TWO MONTHS ago we reported the formal opening of the Betuwe Route by Queen Beatrix on June 16 (RG 7.07 p419). By July 15 just 10 freight trains had passed over the line each way. That's 10 a month, not 10 a day. And infrastructure operator Keyrail imposed a three-day blockade every weekend for engineering works.

In August no trains at all were using the line and the rails are now rusty. It seems that ETCS Level 2 train control does not work, as the few locomotives that have been fitted are not communicating properly with lineside equipment. As a result the biggest freight operator, Railion Nederland, was forced to suspend driver training.

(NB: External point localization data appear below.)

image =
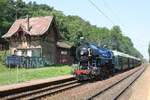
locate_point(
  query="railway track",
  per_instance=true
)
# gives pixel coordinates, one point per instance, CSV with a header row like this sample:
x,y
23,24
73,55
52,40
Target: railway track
x,y
41,90
114,91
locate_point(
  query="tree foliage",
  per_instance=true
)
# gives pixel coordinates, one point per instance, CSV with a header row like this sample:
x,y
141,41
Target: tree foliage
x,y
71,28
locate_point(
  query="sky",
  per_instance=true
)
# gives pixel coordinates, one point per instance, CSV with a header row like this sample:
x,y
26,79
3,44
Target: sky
x,y
131,15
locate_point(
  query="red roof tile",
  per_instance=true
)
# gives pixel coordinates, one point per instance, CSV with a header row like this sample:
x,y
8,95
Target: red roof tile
x,y
37,26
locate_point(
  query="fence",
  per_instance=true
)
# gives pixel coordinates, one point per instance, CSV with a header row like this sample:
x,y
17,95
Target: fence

Barendrecht – Zevenaar is around 110 km and the line speed is 120 km/h, so there is no rational reason why the track in each direction should not be operated as a single block section. All points are clamped and locked, and working the line in this way was planned if ETCS failed to function.Keyrail told the freight companies that 12 paths a day each way would be provided on this basis, but now it seems that the safety authorities have decreed that without signalling the line cannot be used.

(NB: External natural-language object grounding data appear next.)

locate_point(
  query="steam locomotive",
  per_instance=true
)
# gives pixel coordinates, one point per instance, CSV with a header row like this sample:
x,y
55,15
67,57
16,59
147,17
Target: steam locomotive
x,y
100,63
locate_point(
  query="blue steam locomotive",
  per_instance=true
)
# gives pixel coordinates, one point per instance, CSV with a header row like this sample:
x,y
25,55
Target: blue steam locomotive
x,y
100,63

From the start of the new European timetable on December 9, paths currently available from Rotterdam to Germany via Venlo will no longer exist on both sides of the border. Paths are available from Emmerich into Germany, but not on the Dutch side through Utrecht. Meetings were taking place last month in an attempt to deal with the impending crisis, but it is very late in the day to be making fundamental changes to the 2008 timetable.

This is a testing time for Railion Neder-land's new General Manager Detlef Heydt, whose remit from Railion Deutschland headquarters in Mainz was to improve reliability, reduce costs and integrate the Dutch business more closely into the much larger German operation. Not a good time to face an enforced cut in freight train movements between the two countries.